Mineralization Controls Informative Biomarker Preservation Associated With Soft Part Fossilization in Deep Time

Abstract

Diagenetically mineralized fossil tissues represent invaluable paleobiological evidence of past life. Lipid biomarkers may be identified alongside fossils, yet the relationship between localized, diagenetic mineral precipitation, and lipid preservation remains underexplored. Coprolites (fossilized feces) attract a unique diversity of early diagenetic minerals including carbonates and phosphates, within individual samples, mediating molecular preservation of soluble lipid biomarkers alongside exceptional morphological preservation. Analysis of a well-preserved coprolite from the Carboniferous (307 ± 0.1 Ma) Mazon Creek assemblage, USA via time of flight-secondary ion mass spectrometry (ToF-SIMS) spatial compound mapping demonstrated the association of 5α,14α,17α(H) 20R cholestane, a C₂₇ dietary sterane, with iron carbonate (and some pyrite) rather than phosphate minerals.

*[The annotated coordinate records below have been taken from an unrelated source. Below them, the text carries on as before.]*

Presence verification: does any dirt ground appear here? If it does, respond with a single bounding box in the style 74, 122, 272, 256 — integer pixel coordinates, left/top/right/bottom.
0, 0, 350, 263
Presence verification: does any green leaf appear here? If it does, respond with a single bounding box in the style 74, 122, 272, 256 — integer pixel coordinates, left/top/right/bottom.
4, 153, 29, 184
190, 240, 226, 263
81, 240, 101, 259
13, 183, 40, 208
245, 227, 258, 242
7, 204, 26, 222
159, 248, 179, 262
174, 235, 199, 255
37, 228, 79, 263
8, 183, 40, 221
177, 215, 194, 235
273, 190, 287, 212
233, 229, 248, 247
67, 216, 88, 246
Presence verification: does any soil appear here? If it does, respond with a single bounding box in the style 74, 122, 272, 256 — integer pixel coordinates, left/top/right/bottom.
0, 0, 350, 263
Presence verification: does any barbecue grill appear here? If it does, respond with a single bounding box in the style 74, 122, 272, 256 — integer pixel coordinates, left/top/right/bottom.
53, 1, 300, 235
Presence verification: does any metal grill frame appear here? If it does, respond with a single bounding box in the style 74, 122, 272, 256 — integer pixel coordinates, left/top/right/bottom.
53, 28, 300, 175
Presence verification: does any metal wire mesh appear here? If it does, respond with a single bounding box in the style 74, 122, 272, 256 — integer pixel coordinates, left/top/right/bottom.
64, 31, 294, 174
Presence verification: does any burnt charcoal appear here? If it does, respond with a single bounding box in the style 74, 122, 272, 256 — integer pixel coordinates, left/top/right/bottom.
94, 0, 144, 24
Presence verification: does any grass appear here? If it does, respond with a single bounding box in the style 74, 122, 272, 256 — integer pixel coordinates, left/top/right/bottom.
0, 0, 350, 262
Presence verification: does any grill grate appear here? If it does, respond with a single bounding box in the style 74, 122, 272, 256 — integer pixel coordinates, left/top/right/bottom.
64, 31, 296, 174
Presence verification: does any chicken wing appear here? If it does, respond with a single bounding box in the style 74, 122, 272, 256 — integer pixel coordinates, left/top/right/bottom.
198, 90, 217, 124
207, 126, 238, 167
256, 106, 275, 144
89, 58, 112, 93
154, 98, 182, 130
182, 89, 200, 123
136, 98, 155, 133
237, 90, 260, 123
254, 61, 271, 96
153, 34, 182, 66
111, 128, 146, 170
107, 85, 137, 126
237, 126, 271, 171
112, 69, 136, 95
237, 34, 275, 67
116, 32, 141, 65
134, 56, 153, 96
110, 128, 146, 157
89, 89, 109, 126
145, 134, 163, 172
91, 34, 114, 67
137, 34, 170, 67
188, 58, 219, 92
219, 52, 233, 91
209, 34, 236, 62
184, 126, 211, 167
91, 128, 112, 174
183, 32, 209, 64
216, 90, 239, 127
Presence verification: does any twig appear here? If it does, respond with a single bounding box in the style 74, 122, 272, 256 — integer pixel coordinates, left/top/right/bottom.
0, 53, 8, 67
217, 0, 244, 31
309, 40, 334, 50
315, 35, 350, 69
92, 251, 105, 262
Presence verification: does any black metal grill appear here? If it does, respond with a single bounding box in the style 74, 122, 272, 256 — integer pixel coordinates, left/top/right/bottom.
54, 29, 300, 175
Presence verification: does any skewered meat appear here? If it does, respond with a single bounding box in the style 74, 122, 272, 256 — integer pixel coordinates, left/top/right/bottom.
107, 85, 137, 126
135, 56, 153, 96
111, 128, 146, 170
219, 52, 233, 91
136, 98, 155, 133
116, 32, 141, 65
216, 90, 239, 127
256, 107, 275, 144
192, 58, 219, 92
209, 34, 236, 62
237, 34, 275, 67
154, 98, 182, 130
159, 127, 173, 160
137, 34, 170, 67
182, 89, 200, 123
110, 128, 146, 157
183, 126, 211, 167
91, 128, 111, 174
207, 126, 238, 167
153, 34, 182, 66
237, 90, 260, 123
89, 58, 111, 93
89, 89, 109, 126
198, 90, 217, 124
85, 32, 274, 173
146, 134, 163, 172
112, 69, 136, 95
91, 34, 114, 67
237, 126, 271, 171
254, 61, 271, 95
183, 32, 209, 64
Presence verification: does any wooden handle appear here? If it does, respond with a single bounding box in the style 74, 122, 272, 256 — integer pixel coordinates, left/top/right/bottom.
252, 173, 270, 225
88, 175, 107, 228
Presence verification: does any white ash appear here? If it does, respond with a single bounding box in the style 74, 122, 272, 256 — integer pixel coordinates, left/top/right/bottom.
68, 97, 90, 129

Furthermore, Raman spectroscopic fingerprinting of a suite of organic-rich fossils spanning a number of biological species and preserved across the Mazon Creek site and other depositional settings was utilized to explore whether the localized preservation of steroids in carbonate phases represents a lagerstätten-specific or generalizable pattern. Our spectroscopic analyses demonstrate a significant positive correlation between signatures of lipid biomarkers and carbonates rather than phosphates across all soft-part samples at the Mazon Creek site and throughout Phanerozoic time and space. Early diagenetic carbonate measurably immobilizes otherwise labile lipid biomarkers and shields them against diagenetic stressors. Localized preservation identifies carbonate phases as a preferential resource for lipid-based biological information and reveals organomineral associations as a new frontier in understanding the survival of molecules in deep time.